Passion in the Workplace
In his book The Passion Plan at Work, Richard Chang cites seven tangible benefits that an organization can derive as a result of the passion that its managers imbue upon the staff.- Attracting the right type of employee — “The passion-driven organization appeals to the superstars of the job market.”
- Direction and focus — Passion can define the direction the business takes whether at the regional, local, or branch level. The passion of your particular business, office, or store is the filter with which all decisions are made.
- Energy — When a manager is passionate about the company, about his work, and about his employees, everyone benefits. Staff can become supercharged. On a daily level there is an extra level of energy that can empower the company and often make a huge difference between merely getting the job done and performing with distinction.
- Loyalty — Relationships with employees that are built on passion have a higher probability of succeeding. It’s shown repeatedly that money is no substitute for the connection a manager can make with his staff, more so with a young staff.
- Unity — When managers, team leaders, and employees share a common passion, they stand on common ground. “They are connected on a deeper level to achieving the organization’s objectives,” says Chang. Each incident and each day may not go smoothly — this is not to say there won’t be some friction here and there — but overall passion is a unifying element for which there is little substitute.
- Heightened performance — Passion helps drive improvements in both quality and quantity of work that staff will perform. “If passion is alive and well at work,” says Chang, “your company has a clear advantage over its competitors.”
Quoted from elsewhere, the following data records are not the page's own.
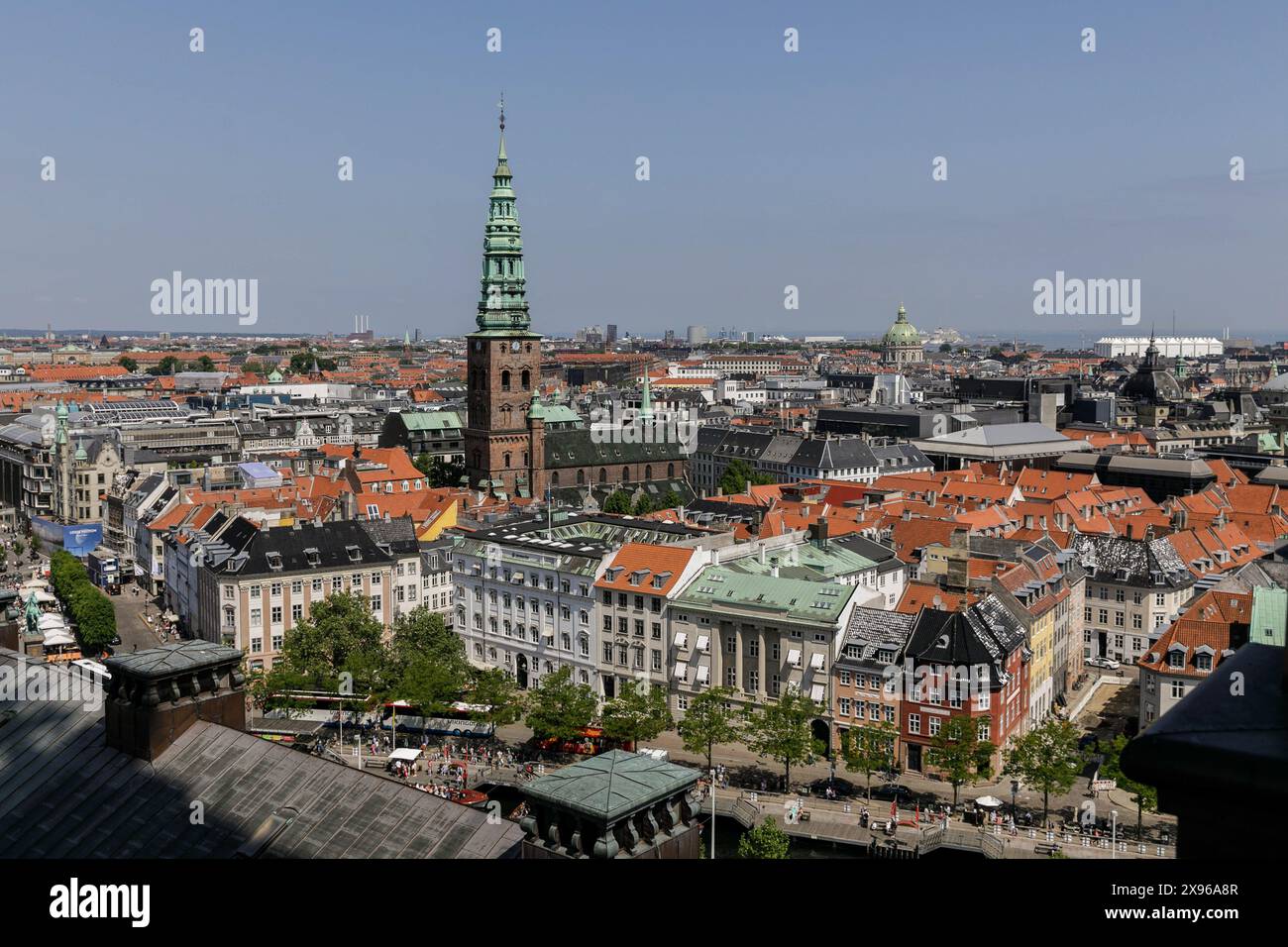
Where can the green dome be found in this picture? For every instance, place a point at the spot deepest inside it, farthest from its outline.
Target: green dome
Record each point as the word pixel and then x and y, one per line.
pixel 902 333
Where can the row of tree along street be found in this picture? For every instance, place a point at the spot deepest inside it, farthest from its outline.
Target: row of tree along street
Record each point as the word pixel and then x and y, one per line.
pixel 342 648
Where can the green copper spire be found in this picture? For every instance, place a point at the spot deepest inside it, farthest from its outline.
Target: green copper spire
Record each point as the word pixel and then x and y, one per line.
pixel 502 303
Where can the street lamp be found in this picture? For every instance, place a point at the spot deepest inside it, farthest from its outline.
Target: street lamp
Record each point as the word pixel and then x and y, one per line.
pixel 712 813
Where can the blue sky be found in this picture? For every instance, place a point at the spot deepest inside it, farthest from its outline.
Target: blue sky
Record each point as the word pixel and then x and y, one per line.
pixel 768 169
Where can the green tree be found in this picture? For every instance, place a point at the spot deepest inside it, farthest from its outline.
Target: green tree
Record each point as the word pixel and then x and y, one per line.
pixel 870 750
pixel 494 689
pixel 638 712
pixel 340 634
pixel 764 840
pixel 443 474
pixel 708 722
pixel 1144 796
pixel 737 474
pixel 426 663
pixel 782 731
pixel 958 751
pixel 94 616
pixel 269 689
pixel 561 709
pixel 618 501
pixel 1046 758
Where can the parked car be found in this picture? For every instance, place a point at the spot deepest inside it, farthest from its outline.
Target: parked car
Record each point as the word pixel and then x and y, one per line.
pixel 841 788
pixel 896 791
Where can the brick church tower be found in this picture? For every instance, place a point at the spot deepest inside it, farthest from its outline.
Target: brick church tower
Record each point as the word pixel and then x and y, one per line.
pixel 503 357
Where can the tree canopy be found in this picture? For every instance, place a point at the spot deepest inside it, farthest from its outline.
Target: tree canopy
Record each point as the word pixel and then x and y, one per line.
pixel 782 731
pixel 561 709
pixel 1046 759
pixel 618 501
pixel 708 722
pixel 638 712
pixel 738 474
pixel 870 750
pixel 958 751
pixel 90 609
pixel 764 840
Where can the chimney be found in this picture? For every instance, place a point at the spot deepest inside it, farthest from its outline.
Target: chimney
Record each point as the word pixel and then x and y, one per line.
pixel 156 694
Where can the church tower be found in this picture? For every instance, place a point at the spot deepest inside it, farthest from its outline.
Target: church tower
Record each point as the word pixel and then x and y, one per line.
pixel 503 355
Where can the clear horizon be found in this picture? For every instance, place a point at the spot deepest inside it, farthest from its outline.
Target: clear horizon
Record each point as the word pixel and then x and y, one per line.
pixel 768 169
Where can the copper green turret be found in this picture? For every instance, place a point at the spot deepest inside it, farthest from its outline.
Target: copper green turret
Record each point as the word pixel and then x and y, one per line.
pixel 502 302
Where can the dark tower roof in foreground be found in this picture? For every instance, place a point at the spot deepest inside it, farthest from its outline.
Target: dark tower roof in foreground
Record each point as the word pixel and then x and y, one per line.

Keep in Touch with Your Passion
On an individual basis, many managers can muster significant levels of passion when it comes to facing competition, meeting a sales quota, or some short-term campaign. The passion discussed here, though, involves making a leap from being a reason-based manager to one who is also a passion-driven manager, not that there’s anything wrong with reason.Too often, managers lose touch with the passions that they once drew upon to energize themselves and those around them. Chang says when you re-clarify what you want to achieve and find that your purpose is in alignment with your core passions, it will become a sustaining element of your work.
Influencing with Passion
Be on the lookout for what Chang calls “purpose by default.” If your purpose fails to reflect your true, underlying passion, this can lead to a lack of focus and less-than-desirable performance on the part of you and your staff.Any changes or additions to your daily routine should be incorporated on a gradual scale. You have to be careful; any changes you may want to introduce could confuse others. Staff may not be able to accept or benefit from this new approach if you spring it on them too quickly.
Once your passion begins to take effect, you may find it easier to influence staff who wish to be involved with the energy that derives from your passion. Go ahead, ride the wave — we all know take-charge types who, with their positive infectious attitudes, have been able to amass support from others with seemingly little effort.
Stick close to your passion. You may have abandoned it once before — it’s all too easy to fall back into becoming a totally reason-based manager. Use your passion to help others latch on to your ideas and to what you want to achieve. Stay close to your passion and diligently seek to preserve it.